Malaysian authorities, as well as the United States Department of Justice, are investigating Goldman Sachs in connection with three bond sales that accrued US $6.5 billion (S $8.8 billion) for 1MDB. The bank had functioned as underwriter and arranger for the sales.
Two of Goldman Sachs’ former bankers were charged by US prosecutors with stealing billions of dollars from 1MDB. Tim Leissner, who had been a partner for Goldman Sachs in Asia, pleaded guilty to charges of conspiracy to launder money and violate the Foreign Corrupt Practices Act.
In the midst of a conference call wherein Goldman Sachs’ 4Q results for 2018 were announced, Solomon made the apology on behalf of the bank.
He said, “It’s very clear that the people of Malaysia were defrauded by many individuals, including the highest members of the prior government.”
Furthermore, Solomon added that Leissner had denied that any other Goldman Sachs intermediaries were involved in the 1MDB transactions.
The United States requested that another former Goldman Sachs banker, Roger Ng, be arrested in Malaysia.

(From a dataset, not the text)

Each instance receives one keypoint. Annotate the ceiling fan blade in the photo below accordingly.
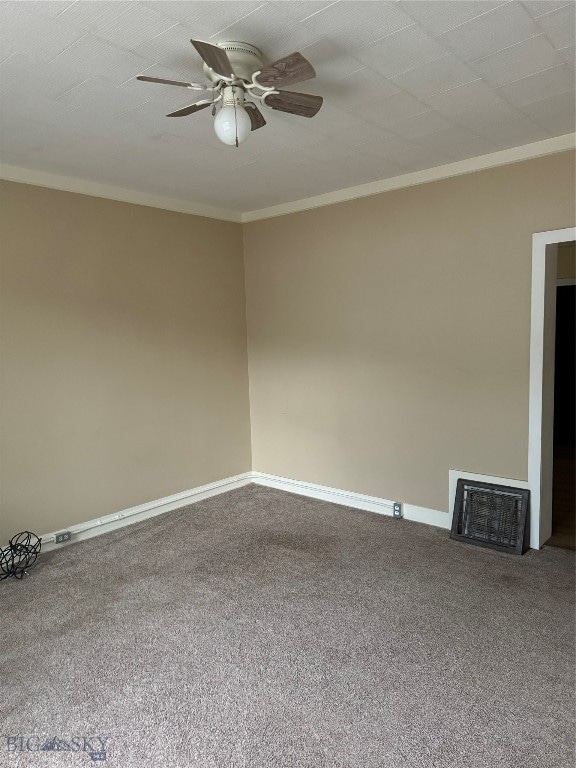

Ng, currently in custody, faces extradition to the US.
The US Department of Justice alleges that high-ranking officials of 1MDB had misappropriated US $4.5 billion (S $6.1 billion) from the fund from 2009 to 2014.
In connection with the first two bond sales that Goldman Sachs had underwritten and arranged, Solomon asserted that Goldman Sachs had asked for and obtained documents from 1MDB and International Petroleum Investment Co (IPIC) saying that no third-parties had been involved in the sales.
IPIC, which is based in Abu Dhabi, had co-guaranteed the 1MDB bonds in 2012, upon issuance.
For the third offering, it was the government of Malaysia itself, as well as 1MDB, that guaranteed that no intermediaries were involved, according to Solomon.
He added, “All these representations to Goldman Sachs have proven to be false.”
The bank, whose shares have slid more than 25 percent in the last three months after its involvement with 1MDB had been made public, said that the scandal’s impact on its client franchise had been ”de minimis.”
For its part, the government of Malaysia announced last month that it is seeking US$7.5 billion (S$7.2 billion) in reparations from Goldman Sachs in connection to 1MDB. Malaysia’s Finance Minister Lim Guan Eng said in a recent interview that the government is determined to hold the bank accountable for its actions, and does not want it to get away with simply blaming a few ‘rogue individuals.’